5 декабря
После обеда пошёл на ученический вечер. Я аккомпанировал трудный дуэт из «Аси» Ипполитова-Иванова; пели Фейнберг и Бобрович. Музыка мерзкая, исполнение отличное. Играла на вечере фаворитка нашего класса Рая Лившиц: 3-ю «Балладу» Шопена - нехорошо, какую-то мелкую ерунду - прекрасно. Вообще же на вечере ничего особенного не было, и мы с Максом скучали бы, если-б не несколько выходов на эстраду с аккомпанементами и если-б нас не развлекало созерцание мрачного вида Борюси, которому наша неразлучность не даёт покоя.
Домой мы возвращались толпой; я шёл с 16А, Макс - со своей юной сестрой и её двумя подругами. Катя Шмидтгоф нашла, что 16А замечательно хорошенькая, чем развеселила Макса.
Сегодня утром занимался пластическими движениям перед зеркалом, изучая «Иоанна Грозного». В час была репетиция и я дирижировал им. Глазунов и Габель смотрели, якобы для того, чтобы решить, гожусь ли я для юбилея. Я дирижировал с олимпийским спокойствием всего туловища, как того требовал Черепнин, хотя всё же умудрился расшибить в кровь руку о пюпитр. «Высокие гости» похвалили мою пластику, а Глазунов сделал пару замечаний о технических приёмах.

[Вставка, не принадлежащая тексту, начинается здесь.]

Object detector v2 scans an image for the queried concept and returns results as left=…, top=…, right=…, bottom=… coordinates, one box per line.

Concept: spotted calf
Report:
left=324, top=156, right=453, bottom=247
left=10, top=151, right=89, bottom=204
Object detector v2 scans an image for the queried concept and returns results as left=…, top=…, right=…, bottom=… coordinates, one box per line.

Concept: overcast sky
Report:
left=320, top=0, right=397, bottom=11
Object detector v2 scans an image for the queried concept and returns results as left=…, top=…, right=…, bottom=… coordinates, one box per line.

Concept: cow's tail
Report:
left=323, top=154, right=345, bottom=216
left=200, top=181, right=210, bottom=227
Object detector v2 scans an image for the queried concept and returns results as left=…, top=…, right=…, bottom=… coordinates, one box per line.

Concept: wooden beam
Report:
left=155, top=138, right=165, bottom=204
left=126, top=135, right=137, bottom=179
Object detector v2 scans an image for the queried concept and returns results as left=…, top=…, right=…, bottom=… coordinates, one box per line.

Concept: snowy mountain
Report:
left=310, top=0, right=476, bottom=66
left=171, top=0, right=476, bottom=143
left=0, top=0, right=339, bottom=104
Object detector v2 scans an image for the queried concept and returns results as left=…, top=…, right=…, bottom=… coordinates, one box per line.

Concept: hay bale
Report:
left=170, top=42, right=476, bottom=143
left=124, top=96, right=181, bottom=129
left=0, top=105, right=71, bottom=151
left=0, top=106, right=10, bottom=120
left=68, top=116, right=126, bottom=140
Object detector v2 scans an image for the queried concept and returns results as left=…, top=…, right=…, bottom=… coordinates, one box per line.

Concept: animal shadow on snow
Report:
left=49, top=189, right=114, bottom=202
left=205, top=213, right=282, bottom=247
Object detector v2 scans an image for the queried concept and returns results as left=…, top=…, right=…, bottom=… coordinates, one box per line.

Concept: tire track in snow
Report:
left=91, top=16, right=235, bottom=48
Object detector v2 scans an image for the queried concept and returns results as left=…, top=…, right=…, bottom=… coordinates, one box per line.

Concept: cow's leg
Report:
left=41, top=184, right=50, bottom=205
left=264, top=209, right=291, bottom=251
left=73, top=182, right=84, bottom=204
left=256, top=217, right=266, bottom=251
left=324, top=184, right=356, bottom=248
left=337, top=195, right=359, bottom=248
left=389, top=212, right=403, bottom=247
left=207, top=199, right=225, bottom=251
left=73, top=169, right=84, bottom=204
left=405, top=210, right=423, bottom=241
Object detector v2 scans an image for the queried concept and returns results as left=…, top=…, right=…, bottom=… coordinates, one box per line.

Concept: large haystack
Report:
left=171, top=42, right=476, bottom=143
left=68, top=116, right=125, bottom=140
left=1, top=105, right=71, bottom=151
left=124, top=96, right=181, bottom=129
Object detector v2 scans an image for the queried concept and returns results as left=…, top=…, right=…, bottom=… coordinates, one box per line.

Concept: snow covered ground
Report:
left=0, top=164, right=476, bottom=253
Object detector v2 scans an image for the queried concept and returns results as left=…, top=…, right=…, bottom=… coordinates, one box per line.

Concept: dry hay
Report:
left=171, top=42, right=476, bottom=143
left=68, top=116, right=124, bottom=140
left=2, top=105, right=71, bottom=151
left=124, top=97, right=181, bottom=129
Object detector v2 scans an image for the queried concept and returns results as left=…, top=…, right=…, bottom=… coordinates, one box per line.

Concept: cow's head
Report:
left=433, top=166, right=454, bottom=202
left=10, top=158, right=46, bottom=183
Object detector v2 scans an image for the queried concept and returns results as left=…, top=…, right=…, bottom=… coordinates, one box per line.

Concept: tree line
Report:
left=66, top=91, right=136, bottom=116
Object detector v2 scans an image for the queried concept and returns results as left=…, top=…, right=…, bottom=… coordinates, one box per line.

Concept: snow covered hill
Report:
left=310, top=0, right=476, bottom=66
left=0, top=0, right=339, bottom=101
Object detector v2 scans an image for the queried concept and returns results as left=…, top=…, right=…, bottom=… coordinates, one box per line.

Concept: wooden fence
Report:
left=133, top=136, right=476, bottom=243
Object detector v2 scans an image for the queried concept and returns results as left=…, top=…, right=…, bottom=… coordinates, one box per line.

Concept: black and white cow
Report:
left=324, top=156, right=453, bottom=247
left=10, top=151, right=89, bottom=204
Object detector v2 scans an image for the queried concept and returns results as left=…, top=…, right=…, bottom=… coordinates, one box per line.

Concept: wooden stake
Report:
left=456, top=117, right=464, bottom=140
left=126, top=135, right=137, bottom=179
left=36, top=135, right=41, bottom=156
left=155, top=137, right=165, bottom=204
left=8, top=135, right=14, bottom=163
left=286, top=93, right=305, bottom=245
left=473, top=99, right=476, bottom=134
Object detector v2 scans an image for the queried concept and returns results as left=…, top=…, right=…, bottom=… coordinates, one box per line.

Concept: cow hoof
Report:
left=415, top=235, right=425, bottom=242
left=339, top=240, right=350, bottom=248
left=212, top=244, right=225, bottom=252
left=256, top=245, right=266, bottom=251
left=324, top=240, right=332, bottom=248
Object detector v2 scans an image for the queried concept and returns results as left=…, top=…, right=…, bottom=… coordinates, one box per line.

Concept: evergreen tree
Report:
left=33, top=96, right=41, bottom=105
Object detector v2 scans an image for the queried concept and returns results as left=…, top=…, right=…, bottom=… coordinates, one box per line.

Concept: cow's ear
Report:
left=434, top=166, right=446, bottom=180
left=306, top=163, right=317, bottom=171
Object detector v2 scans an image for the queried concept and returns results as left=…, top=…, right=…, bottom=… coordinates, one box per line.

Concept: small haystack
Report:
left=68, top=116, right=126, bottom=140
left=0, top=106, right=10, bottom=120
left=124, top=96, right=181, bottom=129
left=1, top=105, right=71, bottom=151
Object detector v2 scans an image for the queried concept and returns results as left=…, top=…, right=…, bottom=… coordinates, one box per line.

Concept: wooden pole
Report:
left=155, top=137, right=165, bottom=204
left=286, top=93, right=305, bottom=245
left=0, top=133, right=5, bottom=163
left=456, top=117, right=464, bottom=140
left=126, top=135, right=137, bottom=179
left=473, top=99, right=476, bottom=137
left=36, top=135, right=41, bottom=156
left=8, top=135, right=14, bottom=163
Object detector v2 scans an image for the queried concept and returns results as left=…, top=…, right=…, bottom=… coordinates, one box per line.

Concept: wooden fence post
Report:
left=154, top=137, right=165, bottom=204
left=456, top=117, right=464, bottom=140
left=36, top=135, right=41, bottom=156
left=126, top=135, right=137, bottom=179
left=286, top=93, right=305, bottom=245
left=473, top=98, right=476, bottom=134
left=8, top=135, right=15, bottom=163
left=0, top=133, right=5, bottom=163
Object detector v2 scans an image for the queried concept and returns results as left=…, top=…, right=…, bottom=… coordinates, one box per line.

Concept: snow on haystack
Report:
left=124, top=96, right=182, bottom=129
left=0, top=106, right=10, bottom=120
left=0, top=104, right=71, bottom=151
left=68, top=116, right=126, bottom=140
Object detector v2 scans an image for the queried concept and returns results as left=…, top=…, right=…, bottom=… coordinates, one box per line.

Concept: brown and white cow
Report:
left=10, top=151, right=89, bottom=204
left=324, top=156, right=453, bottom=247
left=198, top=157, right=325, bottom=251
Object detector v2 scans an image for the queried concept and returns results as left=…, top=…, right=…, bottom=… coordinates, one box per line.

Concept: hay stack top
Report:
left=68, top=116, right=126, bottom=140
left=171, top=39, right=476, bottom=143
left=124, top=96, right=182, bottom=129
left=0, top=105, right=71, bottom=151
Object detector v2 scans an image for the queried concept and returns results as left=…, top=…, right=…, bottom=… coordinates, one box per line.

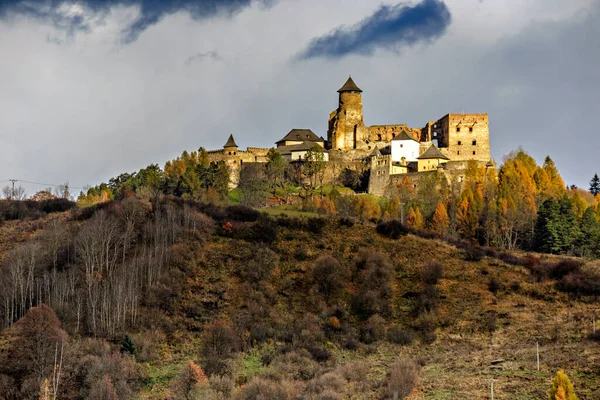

Предположено, кроме прочих вещей, поставить на юбилее вступление к опере «Руфь» Ипполитова-Иванова. Черепнин полагает дать её Цыбину. Я ничего не имею против Цыбина, хотя обидно, что и его вклеивают на юбилей.
Новость: Концерт №2 (?!) Рубинштейна, тоже идущий на юбилее, играют Зеликман и Ариадна Никольская. Ариадна - знаменита своею красотою; я помню её появление на консерваторском горизонте года два-три тому назад, совсем ещё девочкой. Она прилежно занималась покорением сердец более интересных учеников; очень хотела приняться за меня, но из духа противоречия и упрямства, я не захотел знакомиться с ней и не кланялся ей, хотя нас фактически знакомили два раза. Теперь Никольскую видно редко, она предпочла Консерватории общество гардемаринов и моряков. Летом мы с Максом решили, что отчего же в самом деле не познакомиться с такой интересной барышней, тем более, что многие хвалили её ум и живость. Однако первого шага я делать не хотел, а предоставил дело случаю. И вдруг: Никольская играет на юбилее! Она в блеске и на пьедестале. Дирижирует ею Черепнин. Посмотрим, всё это очень интересно. Я буду стараться всячески уклоняться от знакомства с нею, это тем более любопытно, что избежать её совсем нельзя, ибо после Черепнина я главный в той области, в которую она вступает.
После репетиции оркестра, в Большом зале была фортепианная репетиция опер; я дирижировал. Хотелось видеть 17А; она действительно явилась в конце репетиции. У меня болела голова и я был не в духе. 17А я поймал внизу. Я передал ей, что Глазунов хвалил её и её изящество. Она ужасно трусила, что ей завтра первый раз петь с оркестром.
Когда я сбегал вниз по лестнице, внизу стояла 9Б с подругами из научного класса и что-то мялись на месте.
- Ну, смелей, смелей! - услышал я, и одна из девиц робко подошла ко мне и предложила билет на вечеринку.
Я ответил, что возьму два в первом или втором ряду. Мне хочется получить сначала деньги от Юргенсона.
Вернулся я домой с головной болью и со слезой в левом глазу. Спал час, но голова не прошла.
Вечером пошёл в Юсупов сад, который только что открылся, всё не было морозов. Катался на коньках. Теперь пишу дневник; голова лучше. Вчера играл с Абашидзе мою виолончельную «Балладу». Сыграл он её вроде Рузского, так как сыграл всё, но плохо. Я второй раз убедился, что виолончельная партия звучит отлично и что «Баллада» - очень хорошая пьеса. Сегодня утром, когда я сочинял фортепианный Концерт, мама сказала:
- Какая у тебя фальшь, как будто у тебя совсем нет слуха!
Я в ответ закрыл дверь. Она совсем не понимает мою музыку.
Третьего дня, беседуя с Максом, мне пришла в голову идея написать юмористическое скерцо для четырёх фаготов и сыграть его на ученическом вечере. Будет забавно!
Так же написать «Восхваление Глазунова» для басового голоса, литавр, двух фаготов и контрабаса, причём бас будет заунывным похоронным мотивом воспевать его сочинения, а в аккомпанементе проходит тема из упоминаемого сочинения и та музыка, откуда он украл эту тему; литавры же будут отделять один эпизод от другого музыкой с той невероятной тупостью, с которой она применена в конце его юбилейной кантаты.